Where to begin . . .

There's so much to share I honestly don't know where to begin.  I've made a ton of changes, trimmed back hugely, removed two entire colonies, and most importantly for this post, struggled with excessive calcium carbonate buildup.  Suffice to say I'm trying to figure out why I put a newly cleaned pump into service in November and it seized up in April.  At the moment I'm trying to figure out if pH swings due to dosing B-Ionic are the cause.  My methodology is simply to stop dosing for a while and up the calcium reactor to see if that stops the buildup then assuming that doesn't stop the buildup I'll shut off the calcium reactor and see if the removal of CO2 makes the difference then if that doesn't work I'll try something else.  Fact: I'm growing Calciium Carbonate too fast.  Answer I have no idea . . . . 

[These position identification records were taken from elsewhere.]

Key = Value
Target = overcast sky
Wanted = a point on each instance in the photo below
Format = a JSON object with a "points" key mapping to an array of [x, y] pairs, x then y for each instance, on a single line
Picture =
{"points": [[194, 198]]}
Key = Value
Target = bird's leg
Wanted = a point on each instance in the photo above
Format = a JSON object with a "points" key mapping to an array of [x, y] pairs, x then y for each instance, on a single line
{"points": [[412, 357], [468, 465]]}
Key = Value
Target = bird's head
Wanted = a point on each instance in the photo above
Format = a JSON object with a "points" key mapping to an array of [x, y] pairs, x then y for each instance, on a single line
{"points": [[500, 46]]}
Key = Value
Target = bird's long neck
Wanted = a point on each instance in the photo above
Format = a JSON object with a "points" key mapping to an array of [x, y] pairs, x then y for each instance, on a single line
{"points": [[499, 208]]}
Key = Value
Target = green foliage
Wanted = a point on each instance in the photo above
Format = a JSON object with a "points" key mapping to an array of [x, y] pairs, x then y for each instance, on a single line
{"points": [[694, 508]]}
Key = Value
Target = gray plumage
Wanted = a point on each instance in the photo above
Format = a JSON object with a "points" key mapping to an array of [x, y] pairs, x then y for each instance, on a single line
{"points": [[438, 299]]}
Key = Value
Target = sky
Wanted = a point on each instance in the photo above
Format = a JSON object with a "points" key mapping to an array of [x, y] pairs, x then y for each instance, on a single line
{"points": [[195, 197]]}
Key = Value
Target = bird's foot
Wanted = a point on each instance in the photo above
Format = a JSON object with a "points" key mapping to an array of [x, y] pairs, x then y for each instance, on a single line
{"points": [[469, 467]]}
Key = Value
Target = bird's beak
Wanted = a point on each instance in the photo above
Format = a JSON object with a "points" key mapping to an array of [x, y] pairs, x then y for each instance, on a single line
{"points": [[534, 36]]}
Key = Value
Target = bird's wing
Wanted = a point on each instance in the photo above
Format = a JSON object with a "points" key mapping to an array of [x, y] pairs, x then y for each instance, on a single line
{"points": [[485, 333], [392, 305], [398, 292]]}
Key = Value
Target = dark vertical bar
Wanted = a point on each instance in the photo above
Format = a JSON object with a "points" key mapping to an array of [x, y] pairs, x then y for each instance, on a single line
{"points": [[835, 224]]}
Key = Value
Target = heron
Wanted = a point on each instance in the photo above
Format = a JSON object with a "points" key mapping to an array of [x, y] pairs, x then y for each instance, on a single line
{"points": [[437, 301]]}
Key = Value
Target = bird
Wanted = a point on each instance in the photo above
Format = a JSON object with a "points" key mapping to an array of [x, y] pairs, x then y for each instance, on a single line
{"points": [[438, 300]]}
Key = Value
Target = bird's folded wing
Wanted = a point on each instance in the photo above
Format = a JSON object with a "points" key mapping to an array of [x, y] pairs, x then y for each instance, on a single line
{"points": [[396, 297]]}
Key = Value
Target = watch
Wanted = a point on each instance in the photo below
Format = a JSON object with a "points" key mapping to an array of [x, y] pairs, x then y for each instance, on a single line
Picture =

Corals:  Strange lessons . . . I gave Jason back a large colony of Tyree Purple Monster and oddly enough he's getting the same white band problem he had before starting at the base and progressing very slowly.  Pathogen in his tank?  Excessive flow?  No idea but interesting . . .  Along the same lines we both have been struggling to get Ice Fire Echinata to grow.  I bought two frags from Vivid Aq. in CA and they died.  Bought a colony from Jason.   It died.  Jason had several in the store and one colored up dramatically in his SPS sale tank while the one in his display wiped.  Then he moved the one in his SPS sale tank to his display and it started to slowly wipe at the base.  So assuming the worst I convinced him to give the piece to me and I broke it into several pieces, dipped it in Revive, and have put the pieces in various places in my system.  So far all the pieces are surviving, but we'll see.

My big "Bugga a Boo" right now is pH.  It's driving me mad that I can't control the pH, but the nightly increase in CO2 is overwhelming.  I'd really like to know how much night algae growth in a refugium on a reverse cycle I would need to completely overcome the cycle,  working . . . . standby . . . someday we'll know.